In a recent speech, Yellen hewed to a middle-ground position, saying she doesn’t want to run a “hot economy” that invites runaway inflation by keeping rates low too long, but advocates raising rates gradually to avoid derailing the recovery. In December, when the Fed lifted its benchmark rate for the first time in a year, central bank policymakers raised their median forecast to three hikes in 2017, up from their estimate of two previously. Many economists say those moves will be backloaded to the second half of the year, when President Trump’s proposed fiscal stimulus could begin to juice growth.. But a March increase would allow the Fed to spread out the three potential hikes throughout the year. Her testimony before a Senate committeeTuesday (and a House panel Wednesday) could clarify the outlook.

A big reason Fed officials are looking to hoist rates is that inflation is finally edging up. Much of that can be traced to rising gasoline prices, which are volatile. But a core measure of inflation, which excludes food and energy, has increased slowly but steadily. Economists estimate the Labor Department will report Wednesday that pump prices pushed up annual inflation last month to 2.4% from 2.1% while the core reading was stable at 2.2%.
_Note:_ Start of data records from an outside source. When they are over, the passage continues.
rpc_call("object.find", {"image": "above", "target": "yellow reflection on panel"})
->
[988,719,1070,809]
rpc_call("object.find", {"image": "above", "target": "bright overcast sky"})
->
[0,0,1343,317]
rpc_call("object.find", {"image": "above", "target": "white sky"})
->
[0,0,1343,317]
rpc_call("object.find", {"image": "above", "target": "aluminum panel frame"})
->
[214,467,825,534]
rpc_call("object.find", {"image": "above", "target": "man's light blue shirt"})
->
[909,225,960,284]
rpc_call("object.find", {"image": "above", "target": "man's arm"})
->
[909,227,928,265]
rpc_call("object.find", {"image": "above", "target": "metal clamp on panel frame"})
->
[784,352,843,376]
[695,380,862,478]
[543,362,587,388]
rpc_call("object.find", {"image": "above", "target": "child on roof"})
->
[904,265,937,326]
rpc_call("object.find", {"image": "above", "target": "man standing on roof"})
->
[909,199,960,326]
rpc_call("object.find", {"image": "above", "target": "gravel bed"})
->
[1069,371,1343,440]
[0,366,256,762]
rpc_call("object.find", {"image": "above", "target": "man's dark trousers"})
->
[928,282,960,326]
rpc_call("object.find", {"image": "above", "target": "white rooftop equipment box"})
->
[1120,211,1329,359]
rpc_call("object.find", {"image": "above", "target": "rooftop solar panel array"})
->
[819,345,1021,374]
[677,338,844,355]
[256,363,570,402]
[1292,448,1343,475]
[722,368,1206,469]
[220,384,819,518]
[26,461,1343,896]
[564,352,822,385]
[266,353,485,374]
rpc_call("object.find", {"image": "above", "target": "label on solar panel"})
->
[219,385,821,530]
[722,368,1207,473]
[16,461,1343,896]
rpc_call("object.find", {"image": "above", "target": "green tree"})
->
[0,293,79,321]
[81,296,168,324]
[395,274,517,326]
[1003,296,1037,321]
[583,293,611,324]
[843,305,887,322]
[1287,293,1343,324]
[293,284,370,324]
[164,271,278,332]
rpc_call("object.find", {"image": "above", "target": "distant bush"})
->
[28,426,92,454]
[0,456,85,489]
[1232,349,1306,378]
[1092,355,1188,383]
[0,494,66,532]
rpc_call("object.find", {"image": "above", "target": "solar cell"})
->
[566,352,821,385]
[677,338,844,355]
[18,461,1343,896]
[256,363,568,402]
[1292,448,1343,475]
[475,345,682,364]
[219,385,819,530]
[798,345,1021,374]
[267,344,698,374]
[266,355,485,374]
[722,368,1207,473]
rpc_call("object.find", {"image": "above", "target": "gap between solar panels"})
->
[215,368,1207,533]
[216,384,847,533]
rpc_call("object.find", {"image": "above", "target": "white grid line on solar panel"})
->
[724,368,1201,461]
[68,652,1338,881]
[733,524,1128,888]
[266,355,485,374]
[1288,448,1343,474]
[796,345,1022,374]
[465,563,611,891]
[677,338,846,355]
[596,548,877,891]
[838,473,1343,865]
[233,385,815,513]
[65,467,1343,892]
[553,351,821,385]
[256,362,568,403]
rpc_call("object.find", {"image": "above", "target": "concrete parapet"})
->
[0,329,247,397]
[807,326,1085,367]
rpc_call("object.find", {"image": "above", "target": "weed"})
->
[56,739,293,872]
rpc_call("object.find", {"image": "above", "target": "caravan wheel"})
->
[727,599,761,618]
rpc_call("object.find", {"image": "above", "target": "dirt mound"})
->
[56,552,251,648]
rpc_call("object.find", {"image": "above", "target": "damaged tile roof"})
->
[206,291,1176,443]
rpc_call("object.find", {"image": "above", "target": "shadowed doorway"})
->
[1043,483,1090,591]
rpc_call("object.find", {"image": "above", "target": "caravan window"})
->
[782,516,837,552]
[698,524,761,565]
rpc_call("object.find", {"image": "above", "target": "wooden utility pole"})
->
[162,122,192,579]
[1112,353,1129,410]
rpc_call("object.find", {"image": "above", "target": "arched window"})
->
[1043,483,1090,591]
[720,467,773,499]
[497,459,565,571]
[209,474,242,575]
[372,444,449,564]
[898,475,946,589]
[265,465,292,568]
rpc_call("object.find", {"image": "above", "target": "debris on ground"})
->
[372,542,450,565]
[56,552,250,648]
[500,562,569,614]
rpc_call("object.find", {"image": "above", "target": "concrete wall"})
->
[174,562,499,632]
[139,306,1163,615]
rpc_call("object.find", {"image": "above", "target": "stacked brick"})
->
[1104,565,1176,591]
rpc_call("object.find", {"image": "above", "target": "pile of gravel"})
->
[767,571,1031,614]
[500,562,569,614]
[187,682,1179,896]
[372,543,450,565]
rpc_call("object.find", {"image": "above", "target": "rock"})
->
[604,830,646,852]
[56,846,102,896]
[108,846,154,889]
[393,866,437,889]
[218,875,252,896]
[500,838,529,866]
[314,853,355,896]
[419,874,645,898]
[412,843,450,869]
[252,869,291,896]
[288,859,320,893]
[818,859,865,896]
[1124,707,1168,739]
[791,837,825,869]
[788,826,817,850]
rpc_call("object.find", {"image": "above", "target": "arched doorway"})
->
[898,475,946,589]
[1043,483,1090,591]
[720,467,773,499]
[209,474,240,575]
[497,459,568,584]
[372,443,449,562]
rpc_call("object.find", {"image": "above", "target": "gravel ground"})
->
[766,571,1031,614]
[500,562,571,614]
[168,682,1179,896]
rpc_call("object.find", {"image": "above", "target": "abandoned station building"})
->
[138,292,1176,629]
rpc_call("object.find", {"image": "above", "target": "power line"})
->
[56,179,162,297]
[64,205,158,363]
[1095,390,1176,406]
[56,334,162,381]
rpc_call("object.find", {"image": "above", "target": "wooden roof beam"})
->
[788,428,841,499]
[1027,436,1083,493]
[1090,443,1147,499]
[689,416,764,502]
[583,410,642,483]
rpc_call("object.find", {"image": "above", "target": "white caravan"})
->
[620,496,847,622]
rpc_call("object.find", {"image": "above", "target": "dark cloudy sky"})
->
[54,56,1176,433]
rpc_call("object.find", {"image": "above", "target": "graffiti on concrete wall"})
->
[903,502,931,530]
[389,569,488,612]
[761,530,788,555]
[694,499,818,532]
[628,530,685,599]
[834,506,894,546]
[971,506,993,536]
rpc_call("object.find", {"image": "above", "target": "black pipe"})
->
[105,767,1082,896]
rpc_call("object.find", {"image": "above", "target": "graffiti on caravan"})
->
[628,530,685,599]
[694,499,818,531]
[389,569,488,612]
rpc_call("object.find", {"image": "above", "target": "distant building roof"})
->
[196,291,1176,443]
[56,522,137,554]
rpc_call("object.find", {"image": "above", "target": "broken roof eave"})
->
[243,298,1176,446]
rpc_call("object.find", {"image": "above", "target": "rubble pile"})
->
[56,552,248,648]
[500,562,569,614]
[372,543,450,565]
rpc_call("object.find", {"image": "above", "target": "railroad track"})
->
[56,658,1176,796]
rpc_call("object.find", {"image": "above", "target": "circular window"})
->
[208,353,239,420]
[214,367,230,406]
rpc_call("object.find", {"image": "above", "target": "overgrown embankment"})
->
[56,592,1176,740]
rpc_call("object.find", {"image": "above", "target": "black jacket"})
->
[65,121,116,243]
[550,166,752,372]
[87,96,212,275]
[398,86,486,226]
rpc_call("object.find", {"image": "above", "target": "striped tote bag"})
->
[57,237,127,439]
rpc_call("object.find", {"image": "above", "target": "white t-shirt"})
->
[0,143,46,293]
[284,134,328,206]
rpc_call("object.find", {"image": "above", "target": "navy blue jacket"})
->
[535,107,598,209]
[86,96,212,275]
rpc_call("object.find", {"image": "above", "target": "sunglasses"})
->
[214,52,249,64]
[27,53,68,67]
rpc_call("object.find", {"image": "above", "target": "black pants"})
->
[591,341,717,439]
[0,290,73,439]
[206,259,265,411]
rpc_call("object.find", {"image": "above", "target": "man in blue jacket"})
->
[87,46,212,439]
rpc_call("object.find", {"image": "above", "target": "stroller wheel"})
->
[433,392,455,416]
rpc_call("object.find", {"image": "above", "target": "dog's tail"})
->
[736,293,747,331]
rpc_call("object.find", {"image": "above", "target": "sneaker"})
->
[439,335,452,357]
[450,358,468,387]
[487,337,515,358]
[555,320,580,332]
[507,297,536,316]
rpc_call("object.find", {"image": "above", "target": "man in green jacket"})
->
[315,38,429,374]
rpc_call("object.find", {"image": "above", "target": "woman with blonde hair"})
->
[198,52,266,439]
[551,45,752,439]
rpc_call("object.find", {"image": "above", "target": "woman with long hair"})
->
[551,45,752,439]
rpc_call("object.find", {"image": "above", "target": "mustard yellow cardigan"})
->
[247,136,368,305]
Auto sales and higher gas prices have propped up retail sales recently, but core sales – which excludes volatile items such as autos and gas – has been tepid. Yet consumers are still enjoying solid job and income growth. And retail payrolls increased sharply last month. Economists expect the Commerce Department to announce that retail sales ticked up 0.1% in January as auto purchases softened but the core measure increased a solid 0.3%.

Industrial production increased substantially in December as the oil sector’s comeback and strong auto production bolstered factories. But vehicle-making fell sharply last month, notes Nomura economist Lewis Alexander. Economists expect the Fed to report  industrial production was flat in January.

Housing starts rose sharply in December and recorded solid growth the past year. Usually warm weather likely helped single-family starts last month while volatile multifamily starts likely declined, Alexander says. Economists expect Commerce to report Thursday that housing starts increased 0.3% in January to a seasonally adjusted annual rate of 1.2 million.